3. Commit: `docs(cli): document new scadalink audit group and audit-config rename`.
#### M8-T9: CLI integration test — end-to-end query + export
**Files:**
- Create: `tests/ScadaLink.IntegrationTests/Cli/AuditCliEndToEndTests.cs` — boots central with a populated AuditLog table; invokes `scadalink audit query --since ...` against the running ManagementService; asserts results match the database. Same for export.
**Steps:**
1. Sketch test using existing IntegrationTests harness.
2. Iterate until all flag combinations work end-to-end.
3. Commit: `test(cli): scadalink audit end-to-end against running ManagementService`.
### M8 — Risk callouts
- **Operator script breakage from the `audit-log` rename:** the deprecation alias is the safety net but only for one minor version; document the deprecation timeline clearly in the CLI README. Coordinate with anyone running `audit-log` in CI/cron.
- **Parquet output:** requires a Parquet writer library. If one isn't already in `Directory.Packages.props`, add the smallest viable dependency (`ParquetSharp` or `Parquet.Net`). Decide during M8 brainstorm.
- **Streaming export from CLI:** the CLI invokes the ManagementService HTTP endpoint, which itself streams. Confirm `HttpClient.SendAsync` with `HttpCompletionOption.ResponseHeadersRead` is used so the CLI doesn't buffer the whole response.
- **Permission model parity:** ensure the CLI's permission errors mirror the UI's (HTTP 403 → CLI exit code 2 with a clear message).
---
## Cross-cutting concerns (apply at every milestone)
- **Branching:** every milestone gets its own `feature/audit-log-mN-<slice>` branch; merged with `--no-ff` to `main` on milestone completion.
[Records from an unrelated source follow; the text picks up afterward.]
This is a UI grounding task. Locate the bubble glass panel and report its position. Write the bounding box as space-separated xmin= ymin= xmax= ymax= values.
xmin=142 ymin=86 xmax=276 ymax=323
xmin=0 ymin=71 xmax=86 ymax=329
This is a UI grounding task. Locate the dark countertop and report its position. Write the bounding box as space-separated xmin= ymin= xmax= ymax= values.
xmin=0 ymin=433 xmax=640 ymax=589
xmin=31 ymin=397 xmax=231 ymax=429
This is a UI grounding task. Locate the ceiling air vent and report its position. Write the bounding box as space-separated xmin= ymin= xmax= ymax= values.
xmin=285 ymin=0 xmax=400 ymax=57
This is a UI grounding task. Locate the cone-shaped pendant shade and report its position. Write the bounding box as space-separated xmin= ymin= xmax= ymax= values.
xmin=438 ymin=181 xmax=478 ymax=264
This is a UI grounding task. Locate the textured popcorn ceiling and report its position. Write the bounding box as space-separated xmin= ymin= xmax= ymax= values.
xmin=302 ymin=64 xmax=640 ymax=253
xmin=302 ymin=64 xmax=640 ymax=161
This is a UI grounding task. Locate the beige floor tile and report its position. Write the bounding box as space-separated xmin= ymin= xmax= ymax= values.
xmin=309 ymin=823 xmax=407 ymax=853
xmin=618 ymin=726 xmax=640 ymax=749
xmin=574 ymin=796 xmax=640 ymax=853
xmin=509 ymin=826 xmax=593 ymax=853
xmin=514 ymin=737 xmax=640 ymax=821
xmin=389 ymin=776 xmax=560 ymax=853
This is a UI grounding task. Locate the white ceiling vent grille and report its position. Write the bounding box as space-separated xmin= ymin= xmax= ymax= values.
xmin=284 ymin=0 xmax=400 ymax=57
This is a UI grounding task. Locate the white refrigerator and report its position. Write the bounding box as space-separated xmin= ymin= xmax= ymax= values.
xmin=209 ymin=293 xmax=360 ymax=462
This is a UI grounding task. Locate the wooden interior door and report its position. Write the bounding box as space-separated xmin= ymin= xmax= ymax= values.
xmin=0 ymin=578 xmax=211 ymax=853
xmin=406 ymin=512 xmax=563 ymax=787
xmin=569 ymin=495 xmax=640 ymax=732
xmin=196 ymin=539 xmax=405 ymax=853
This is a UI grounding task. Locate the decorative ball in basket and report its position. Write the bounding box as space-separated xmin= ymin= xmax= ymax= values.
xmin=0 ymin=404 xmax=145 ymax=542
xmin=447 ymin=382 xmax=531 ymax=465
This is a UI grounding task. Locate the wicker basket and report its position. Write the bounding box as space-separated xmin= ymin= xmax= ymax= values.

No pushes without explicit user authorization.
- **Tests:** Every task adds tests first (failing test → impl → passing test). Existing tests must keep passing.
- **Commits:** small and frequent. Bite-sized per writing-plans skill.
- **Reviews:** per the bundling cadence in user memory — group small adjacent tasks into a single implementer dispatch, run one combined spec+quality review per bundle, then a final cross-bundle review at end of milestone.
- **Docs:** if implementation reveals a design gap, fix the design doc FIRST (in `docs/requirements/Component-AuditLog.md` and/or `alog.md`), commit, then implement. Don't let the code and docs drift.
- **Infra:** the 3 `infra/*` working-tree modifications still uncommitted on `main` are unrelated and stay that way unless the user explicitly addresses them. Use explicit `git add <path>` throughout, never `git commit -am`.
---
## Per-milestone execution flow (template)
When a milestone is about to start, run this sequence:
1. **Brainstorm**: short skill invocation to nail any code-level decisions not fixed in the spec (test fixture placement, migration helper choice, etc.).
2. **Writing-plans**: produce a milestone-specific plan with TDD detail per task — saved to `docs/plans/2026-XX-XX-auditlog-mN-<slice>.md` + peer `.tasks.json`.
3. **Subagent-driven execution**: bundle small tasks per cadence preference; per-bundle implementer + combined reviewer; cross-milestone review at end; merge to `main` with `--no-ff`.
The roadmap is the contract for what each milestone ships; the per-milestone plan is the contract for how it gets built.